= Shoot on the Spot Declaration =

Finnish decree

The Shoot on the Spot Declaration (Finnish: Ammutaan paikalla -julistus) was a statement issued by Carl Gustaf Emil Mannerheim, the military leader of White Finland, on 25 February 1918, in the early stages of the Finnish Civil War. The Declaration was adopted as a rule of engagement of the White troops. Among other things, it directed troops on the treatment of prisoners and gave commanders of units wide powers to carry out executions at their sole discretion.

Already at its inception, its legality was highly questionable, because a death sentence for treason was not legal unless a state of war was declared. The Senate (the Whites' government) did not want to do so because the only applicable law would have been the hated Tsarist Russia martial law, which would also transfer emergency powers to the army. It preferred to consider those who fought for Red Finland as "armed civilians". The army favoured a declaration of war to treat the prisoners as civilians and so execution for treason would become legal. A compromise was reached: an extrajudicial execution of a "saboteur caught red-handed" or "quarter at discretion" should be considered a justifiable homicide committed in defence of life or property. In practice, battlefield commanders decided which Red prisoners would be released, detained or considered dangerous and summarily executed. For example, known "murderers" or "arsonists" were shot at the sole discretion of the commander. That policy made it difficult to distinguish whether deaths "in battle" actually occurred in combat or were summary executions after the fact.

The mass execution known as "Lottery of Huruslahti", an alleged decimation, was the defining moment. Summary executions then became common. Military tribunals were initially established, but interrogators could generally freely decide on the fate of the prisoners. On 25 February 1918, Mannerheim promulgated a decree to dismiss the tribunals. However, that had little effect because the battlefield commanders exercised their discretion largely independently far into the spring. Summary executions continued throughout 1918 even after the conclusion of the war, particularly in prison camps.

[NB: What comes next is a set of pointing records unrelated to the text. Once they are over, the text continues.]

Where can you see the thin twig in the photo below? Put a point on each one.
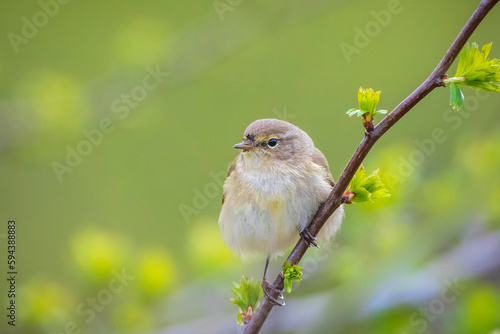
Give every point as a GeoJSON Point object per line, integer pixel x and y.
{"type": "Point", "coordinates": [334, 199]}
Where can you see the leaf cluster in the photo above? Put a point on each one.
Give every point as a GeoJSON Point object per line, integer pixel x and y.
{"type": "Point", "coordinates": [474, 70]}
{"type": "Point", "coordinates": [248, 293]}
{"type": "Point", "coordinates": [291, 272]}
{"type": "Point", "coordinates": [366, 188]}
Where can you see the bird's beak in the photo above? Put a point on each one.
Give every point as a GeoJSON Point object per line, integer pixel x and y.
{"type": "Point", "coordinates": [245, 145]}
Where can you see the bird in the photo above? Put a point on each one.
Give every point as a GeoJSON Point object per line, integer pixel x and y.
{"type": "Point", "coordinates": [272, 190]}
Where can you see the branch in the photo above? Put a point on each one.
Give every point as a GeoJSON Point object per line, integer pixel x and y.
{"type": "Point", "coordinates": [334, 199]}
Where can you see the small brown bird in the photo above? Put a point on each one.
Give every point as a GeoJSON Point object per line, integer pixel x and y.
{"type": "Point", "coordinates": [272, 190]}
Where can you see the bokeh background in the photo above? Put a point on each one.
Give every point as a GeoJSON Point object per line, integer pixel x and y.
{"type": "Point", "coordinates": [125, 239]}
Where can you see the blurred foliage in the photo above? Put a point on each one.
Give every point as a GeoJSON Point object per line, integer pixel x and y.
{"type": "Point", "coordinates": [119, 206]}
{"type": "Point", "coordinates": [475, 70]}
{"type": "Point", "coordinates": [103, 266]}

As Soviet military advisors fought for the Reds, the Whites assumed that any ethnic Russians captured would be hostile, which stoked ethnic hatred. Thus, any Russians captured fighting along with the Reds, civilian or military, were typically summarily executed. This included 200 Russian civilians executed in the aftermath of the Battle of Viipuri, and even one White officer of Polish origin in the Battle of Tampere.

Regardless of its legality, the possible guilt of the accused became a moot point after the war, when amnesty laws were passed.